言い訳などの余計な言葉の飾りを付けない懇願。

どこの馬の骨ともしれない外様に救いを求め、救ってもらわなければならない悔しさや情けなさも滲む懇願。

それだけ状況が切迫しているのが解る。

それでも…

「そ…それは無理です…」

勇迅はこう答えるしかなかった。

アヴィーの気持ちは痛いほど伝わってきた。

だがそれとこれとは別。

勇迅は小説に出てくる様な超人高校生ではない。

現代の地球の便利な技術ももたらせられない。

自分達ではどうにも出来ず、外から『何か』を期待し、打開してくれる事を望む者。

突然見知らぬ場所に召喚され、期待されている『何か』を持たず、何も出来ない者。

どちらが辛いか…

顔を上げ、今にも泣き出してしまいそうなアヴィー。

アヴィーの顔を見れず、目を背ける勇迅。

再びお茶に口をつけるリーフィル。

三者三様、異なる反応を見せる。

場の空気が重く暗くなる。

しかし、勇迅はそれ以外にも確認しなければならない事がある。

なので、空気が固まってどうしようもなくなる前に、口を開く。

「自分はただの高校生です…力も知識も技術もありません。それでも、不本意ですが今、ここにいます。そして、自分としては元の世界に帰りたいです。」

アヴィーから目を背けていた勇迅は意を決し、アヴィーを見据え言葉を続ける。

「それは…帰る事は可能なのでしょうか?…それをまず確認出来ないと、自分としては話を前に進められません。」

その勇迅の言葉にリーフィルが即座に反応した。

「あ〜それはすぐにってのは無理だね〜『呼ぶ』事すら可能かすら疑わしかった位だしね〜」

リーフィルはカップを置きながら、勇迅を見ながら相変わらずの軽い口調で語る。

「その疑わしい荒唐無稽な事にすら、縋らないといけない位にはこの世界は危ない状態にあるんだよ〜でも『呼ぶ』事が出来たなら『戻す』事も出来るはずだよ〜」

勇迅にとって一番重要な話をしているのに、あくまで軽く語るリーフィルにカチンときた。
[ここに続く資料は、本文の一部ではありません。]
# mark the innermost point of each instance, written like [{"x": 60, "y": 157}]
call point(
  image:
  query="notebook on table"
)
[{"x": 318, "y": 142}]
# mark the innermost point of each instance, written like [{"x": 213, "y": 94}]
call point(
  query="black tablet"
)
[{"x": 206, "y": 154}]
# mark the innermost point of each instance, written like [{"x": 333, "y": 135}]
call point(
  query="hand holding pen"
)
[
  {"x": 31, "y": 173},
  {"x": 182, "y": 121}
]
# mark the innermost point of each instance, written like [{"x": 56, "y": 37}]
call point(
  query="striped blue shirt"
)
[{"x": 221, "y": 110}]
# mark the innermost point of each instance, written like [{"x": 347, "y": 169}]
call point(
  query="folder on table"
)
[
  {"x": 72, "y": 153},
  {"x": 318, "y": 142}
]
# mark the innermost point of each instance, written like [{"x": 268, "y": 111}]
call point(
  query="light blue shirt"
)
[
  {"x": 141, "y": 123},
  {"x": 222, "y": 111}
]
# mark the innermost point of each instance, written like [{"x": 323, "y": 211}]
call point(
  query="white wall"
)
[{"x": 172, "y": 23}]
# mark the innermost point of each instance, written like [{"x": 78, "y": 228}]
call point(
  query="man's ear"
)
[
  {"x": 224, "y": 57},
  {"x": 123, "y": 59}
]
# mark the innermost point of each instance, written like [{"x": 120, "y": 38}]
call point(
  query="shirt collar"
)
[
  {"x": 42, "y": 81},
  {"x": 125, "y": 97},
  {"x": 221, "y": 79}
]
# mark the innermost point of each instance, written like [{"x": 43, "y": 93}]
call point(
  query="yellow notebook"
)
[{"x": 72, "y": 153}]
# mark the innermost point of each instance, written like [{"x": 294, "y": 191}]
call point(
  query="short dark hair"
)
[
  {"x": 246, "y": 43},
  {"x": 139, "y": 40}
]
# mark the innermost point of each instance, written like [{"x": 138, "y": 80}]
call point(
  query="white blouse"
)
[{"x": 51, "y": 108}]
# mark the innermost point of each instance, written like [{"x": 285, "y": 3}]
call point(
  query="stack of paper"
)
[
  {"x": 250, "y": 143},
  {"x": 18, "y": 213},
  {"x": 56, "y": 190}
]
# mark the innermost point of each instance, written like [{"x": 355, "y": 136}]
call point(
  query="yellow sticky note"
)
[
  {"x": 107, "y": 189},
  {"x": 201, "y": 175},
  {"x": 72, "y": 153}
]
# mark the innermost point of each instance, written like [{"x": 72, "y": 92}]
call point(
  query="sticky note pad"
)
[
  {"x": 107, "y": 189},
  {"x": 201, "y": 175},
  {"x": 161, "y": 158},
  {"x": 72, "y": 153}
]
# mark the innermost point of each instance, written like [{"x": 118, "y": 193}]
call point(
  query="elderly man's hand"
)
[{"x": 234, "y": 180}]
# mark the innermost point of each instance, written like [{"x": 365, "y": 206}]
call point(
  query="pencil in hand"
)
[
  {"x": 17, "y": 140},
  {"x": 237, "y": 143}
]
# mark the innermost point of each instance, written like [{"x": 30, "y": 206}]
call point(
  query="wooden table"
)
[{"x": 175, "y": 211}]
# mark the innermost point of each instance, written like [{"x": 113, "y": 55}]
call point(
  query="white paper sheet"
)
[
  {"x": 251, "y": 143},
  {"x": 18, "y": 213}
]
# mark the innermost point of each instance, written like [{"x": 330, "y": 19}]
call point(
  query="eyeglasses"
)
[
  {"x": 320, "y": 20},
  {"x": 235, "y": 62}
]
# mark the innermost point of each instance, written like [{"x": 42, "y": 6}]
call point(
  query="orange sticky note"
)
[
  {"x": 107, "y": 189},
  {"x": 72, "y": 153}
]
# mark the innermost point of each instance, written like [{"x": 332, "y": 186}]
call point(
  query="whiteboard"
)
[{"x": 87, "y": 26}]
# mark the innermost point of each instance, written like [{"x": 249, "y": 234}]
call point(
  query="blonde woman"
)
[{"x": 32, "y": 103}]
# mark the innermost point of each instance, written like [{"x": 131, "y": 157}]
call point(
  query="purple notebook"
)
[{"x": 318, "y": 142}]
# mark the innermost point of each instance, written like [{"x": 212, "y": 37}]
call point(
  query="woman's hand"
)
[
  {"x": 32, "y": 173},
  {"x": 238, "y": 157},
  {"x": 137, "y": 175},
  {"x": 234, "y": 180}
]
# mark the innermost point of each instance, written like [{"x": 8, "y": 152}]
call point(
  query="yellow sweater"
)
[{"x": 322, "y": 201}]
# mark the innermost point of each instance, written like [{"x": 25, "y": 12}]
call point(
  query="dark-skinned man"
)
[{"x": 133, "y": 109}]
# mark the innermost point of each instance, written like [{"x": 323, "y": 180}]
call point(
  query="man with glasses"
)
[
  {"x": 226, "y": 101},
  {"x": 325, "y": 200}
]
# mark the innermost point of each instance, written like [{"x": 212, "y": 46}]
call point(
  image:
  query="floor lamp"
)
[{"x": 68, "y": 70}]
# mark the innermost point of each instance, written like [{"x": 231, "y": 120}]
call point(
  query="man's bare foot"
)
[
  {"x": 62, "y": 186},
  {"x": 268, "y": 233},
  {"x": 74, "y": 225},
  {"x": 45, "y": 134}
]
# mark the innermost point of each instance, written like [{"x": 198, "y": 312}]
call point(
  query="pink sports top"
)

「はずってなんだよ!!そんな無責任な事あるのかよ!!仮にもこの国のお偉いさんがそんなんでいいのかよ!!」

声を荒げる勇迅にアヴィーは体をビクッと震わせ(声だけではなく言葉に対しても)、あくまで飄々とした態度を貫くリーフィル。

「耳が痛いね〜アヴィーに至っては心も痛いね〜まぁ〜ユウジン君にはこっちの事情は関係ないもんね〜」

睨みつける勇迅を横目に、リーフィルはさらに続ける。

「はず、と言ったのは【召喚の儀】は本来、この世界になかったものをあたしが真似て使っただけだからだよ〜」

勇迅の視線を受けつつリーフィルは語る。